Another witness who would surely not ask for immunity is Deputy Attorney General Rod Rosenstein, who might be asked to testify about the circumstances concerning the memorandum he prepared that severely criticized James Comey and that was, for several days, claimed by the White House to be the very reason for Comey’s firing. Although Trump later admitted that he had other reasons to fire Comey, and had decided to do so before receiving the Rosenstein memorandum, the deployment of Rosenstein and his memo as a short-lived cover story, remains quite relevant in assessing Trump’s conduct. The subject was reportedly covered to some extent in Rosenstein’s closed-door briefings to the Senate and the House, but it appears that many questions were not asked and that some questions asked were not answered. In any case, closed-door briefings are no substitute for a public airing.

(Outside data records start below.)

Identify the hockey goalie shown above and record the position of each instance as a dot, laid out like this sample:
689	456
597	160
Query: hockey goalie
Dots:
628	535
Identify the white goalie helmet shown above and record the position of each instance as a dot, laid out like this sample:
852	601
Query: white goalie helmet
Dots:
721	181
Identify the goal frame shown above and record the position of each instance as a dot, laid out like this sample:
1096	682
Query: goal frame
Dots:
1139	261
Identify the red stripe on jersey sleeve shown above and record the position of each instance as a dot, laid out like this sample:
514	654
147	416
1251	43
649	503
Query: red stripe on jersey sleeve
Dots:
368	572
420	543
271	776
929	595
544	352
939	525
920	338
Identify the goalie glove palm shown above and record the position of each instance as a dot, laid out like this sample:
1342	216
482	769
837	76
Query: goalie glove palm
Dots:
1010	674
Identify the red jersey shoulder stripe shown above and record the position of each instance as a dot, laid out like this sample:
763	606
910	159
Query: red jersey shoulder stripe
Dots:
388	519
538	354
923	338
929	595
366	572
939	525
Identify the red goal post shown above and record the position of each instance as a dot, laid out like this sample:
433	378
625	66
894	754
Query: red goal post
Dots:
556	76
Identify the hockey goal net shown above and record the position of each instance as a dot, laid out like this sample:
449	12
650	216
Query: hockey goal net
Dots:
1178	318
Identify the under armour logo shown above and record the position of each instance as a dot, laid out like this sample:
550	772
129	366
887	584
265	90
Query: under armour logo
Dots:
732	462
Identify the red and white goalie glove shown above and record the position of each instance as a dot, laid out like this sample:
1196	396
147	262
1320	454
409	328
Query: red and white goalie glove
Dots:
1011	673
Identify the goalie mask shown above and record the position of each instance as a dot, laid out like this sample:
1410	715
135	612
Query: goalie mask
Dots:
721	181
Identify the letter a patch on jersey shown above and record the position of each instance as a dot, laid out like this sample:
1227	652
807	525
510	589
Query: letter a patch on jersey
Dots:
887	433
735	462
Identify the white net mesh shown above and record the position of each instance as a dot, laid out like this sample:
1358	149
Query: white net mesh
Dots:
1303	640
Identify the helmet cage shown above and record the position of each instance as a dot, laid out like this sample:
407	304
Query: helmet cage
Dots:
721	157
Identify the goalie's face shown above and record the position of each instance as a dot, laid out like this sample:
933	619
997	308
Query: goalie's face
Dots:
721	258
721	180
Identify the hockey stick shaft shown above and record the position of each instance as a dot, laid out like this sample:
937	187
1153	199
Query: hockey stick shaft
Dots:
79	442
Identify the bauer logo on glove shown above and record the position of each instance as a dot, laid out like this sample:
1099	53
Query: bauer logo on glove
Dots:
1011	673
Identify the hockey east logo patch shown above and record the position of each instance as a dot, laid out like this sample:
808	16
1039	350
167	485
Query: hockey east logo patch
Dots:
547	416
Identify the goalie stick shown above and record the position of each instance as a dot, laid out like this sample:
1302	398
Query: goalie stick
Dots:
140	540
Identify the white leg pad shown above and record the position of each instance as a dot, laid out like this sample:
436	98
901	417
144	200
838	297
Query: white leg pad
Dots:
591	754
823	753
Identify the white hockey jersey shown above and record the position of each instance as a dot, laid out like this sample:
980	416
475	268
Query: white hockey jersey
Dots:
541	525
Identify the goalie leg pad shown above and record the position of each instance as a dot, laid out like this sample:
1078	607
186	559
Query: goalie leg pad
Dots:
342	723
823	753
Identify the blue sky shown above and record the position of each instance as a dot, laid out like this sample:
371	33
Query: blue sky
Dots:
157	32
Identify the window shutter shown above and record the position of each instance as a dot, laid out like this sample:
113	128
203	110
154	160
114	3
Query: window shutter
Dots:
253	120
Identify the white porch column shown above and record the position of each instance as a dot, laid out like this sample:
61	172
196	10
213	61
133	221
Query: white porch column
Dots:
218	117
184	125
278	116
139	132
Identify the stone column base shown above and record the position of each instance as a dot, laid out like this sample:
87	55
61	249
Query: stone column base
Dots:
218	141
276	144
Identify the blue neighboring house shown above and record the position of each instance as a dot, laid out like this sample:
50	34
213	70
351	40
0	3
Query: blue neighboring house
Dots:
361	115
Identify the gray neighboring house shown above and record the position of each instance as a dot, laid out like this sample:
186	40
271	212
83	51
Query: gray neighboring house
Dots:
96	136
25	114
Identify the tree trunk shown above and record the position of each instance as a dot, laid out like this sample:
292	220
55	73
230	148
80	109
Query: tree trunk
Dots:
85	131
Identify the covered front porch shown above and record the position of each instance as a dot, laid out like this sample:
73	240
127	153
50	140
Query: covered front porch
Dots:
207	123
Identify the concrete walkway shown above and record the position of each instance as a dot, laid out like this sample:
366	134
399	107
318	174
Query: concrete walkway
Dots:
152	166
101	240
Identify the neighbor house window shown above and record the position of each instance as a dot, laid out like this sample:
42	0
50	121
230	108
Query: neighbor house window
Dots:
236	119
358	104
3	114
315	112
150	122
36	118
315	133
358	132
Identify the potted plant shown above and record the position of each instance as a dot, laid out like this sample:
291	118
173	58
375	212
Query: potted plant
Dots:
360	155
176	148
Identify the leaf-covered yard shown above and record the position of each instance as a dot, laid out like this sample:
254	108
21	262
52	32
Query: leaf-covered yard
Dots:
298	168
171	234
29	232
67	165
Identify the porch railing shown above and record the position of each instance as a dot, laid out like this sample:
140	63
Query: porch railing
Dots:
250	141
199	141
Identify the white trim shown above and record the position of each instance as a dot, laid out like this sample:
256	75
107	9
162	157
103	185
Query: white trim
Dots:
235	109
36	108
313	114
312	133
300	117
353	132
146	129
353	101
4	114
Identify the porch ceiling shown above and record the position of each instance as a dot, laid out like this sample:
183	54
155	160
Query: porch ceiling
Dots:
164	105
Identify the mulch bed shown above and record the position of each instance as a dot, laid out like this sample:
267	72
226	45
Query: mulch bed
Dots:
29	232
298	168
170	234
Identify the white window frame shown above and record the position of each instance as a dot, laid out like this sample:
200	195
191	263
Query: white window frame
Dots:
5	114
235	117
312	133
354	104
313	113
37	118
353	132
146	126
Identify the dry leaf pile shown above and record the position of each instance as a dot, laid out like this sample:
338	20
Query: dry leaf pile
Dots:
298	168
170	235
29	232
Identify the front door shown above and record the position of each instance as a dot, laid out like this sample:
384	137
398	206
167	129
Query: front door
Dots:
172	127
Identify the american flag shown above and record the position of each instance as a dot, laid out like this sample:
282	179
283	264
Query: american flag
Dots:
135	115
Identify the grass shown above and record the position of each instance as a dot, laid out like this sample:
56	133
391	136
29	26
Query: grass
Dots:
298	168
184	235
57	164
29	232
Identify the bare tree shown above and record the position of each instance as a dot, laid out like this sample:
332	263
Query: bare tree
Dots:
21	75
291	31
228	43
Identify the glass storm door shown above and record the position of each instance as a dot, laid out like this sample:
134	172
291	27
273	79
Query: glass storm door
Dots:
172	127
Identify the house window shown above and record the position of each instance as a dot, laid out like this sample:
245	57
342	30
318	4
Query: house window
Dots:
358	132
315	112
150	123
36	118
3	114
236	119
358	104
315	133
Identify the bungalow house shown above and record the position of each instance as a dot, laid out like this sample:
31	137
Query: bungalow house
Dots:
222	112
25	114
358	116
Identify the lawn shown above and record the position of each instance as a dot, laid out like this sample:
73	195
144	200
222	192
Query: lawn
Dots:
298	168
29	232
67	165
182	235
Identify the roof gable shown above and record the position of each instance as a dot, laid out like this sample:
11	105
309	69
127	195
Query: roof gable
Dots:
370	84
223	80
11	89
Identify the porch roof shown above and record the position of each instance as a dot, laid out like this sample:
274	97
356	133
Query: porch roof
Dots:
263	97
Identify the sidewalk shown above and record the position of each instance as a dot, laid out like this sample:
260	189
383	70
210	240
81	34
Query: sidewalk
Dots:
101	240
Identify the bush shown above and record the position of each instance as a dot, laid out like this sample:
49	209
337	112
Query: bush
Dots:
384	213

It may be pertinent to note here that on Monday, the New York Times reported a conversation between Comey and Ben Wittes, Editor of Lawfare, in which Comey had indicated reservations as to Rosenstein’s appointment as Deputy Attorney General. As later set out more fully in Lawfare, Wittes recalled that:
[Comey] said one other thing that day that, in retrospect, stands out in my memory: he expressed wariness about the then-still-unconfirmed deputy attorney general nominee, Rod Rosenstein. This surprised me because I had always thought well of Rosenstein and had mentioned his impending confirmation as a good thing. But Comey did not seem enthusiastic. The DOJ does need Senate-confirmed leadership, he agreed, noting that Dana Boente had done a fine job as acting deputy but that having confirmed people to make important decisions was critical. And he agreed with me that Rosenstein had a good reputation as a solid career guy.
That said, his reservations were palpable. “Rod is a survivor,” he said. And you don’t get to survive that long across administrations without making compromises. “So I have concerns.”
* * * *
So he was asking himself, I suspect: What loyalty oath had Rosenstein been asked to swear, and what happened at whatever dinner that request took place?
After receiving considerable criticism in the media, Rosenstein sought to repair his damaged reputation by announcing on Wednesday the appointment of Robert Mueller as Special Counsel. Mueller is uniformly respected for his integrity and relentless pursuit of facts and had worked closely with Comey when Comey was Deputy Attorney General in the Bush administrations. So perhaps Comey’s concerns were now moot. Or not. On paper, Mueller will have autonomy approaching that of an Independent Prosecutor, but he will remain under Rosenstein’s overall supervision. For example, one of the governing regulations is set out in 28 CFR 600.7 :
(b) The Special Counsel shall not be subject to the day-to-day supervision of any official of the Department. However, the Attorney General may request that the Special Counsel provide an explanation for any investigative or prosecutorial step, and may after review conclude that the action is so inappropriate or unwarranted under established Departmental practices that it should not be pursued. In conducting that review, the Attorney General will give great weight to the views of the Special Counsel. If the Attorney General concludes that a proposed action by a Special Counsel should not be pursued, the Attorney General shall notify Congress specified in § 600.9(a)(3).
The possibility of conflict down the road cannot be ruled out. And Mueller might feel some constraint in examining the man who appointed him and who remains his superior. Hence a further reason for public testimony by Rosenstein before Congress.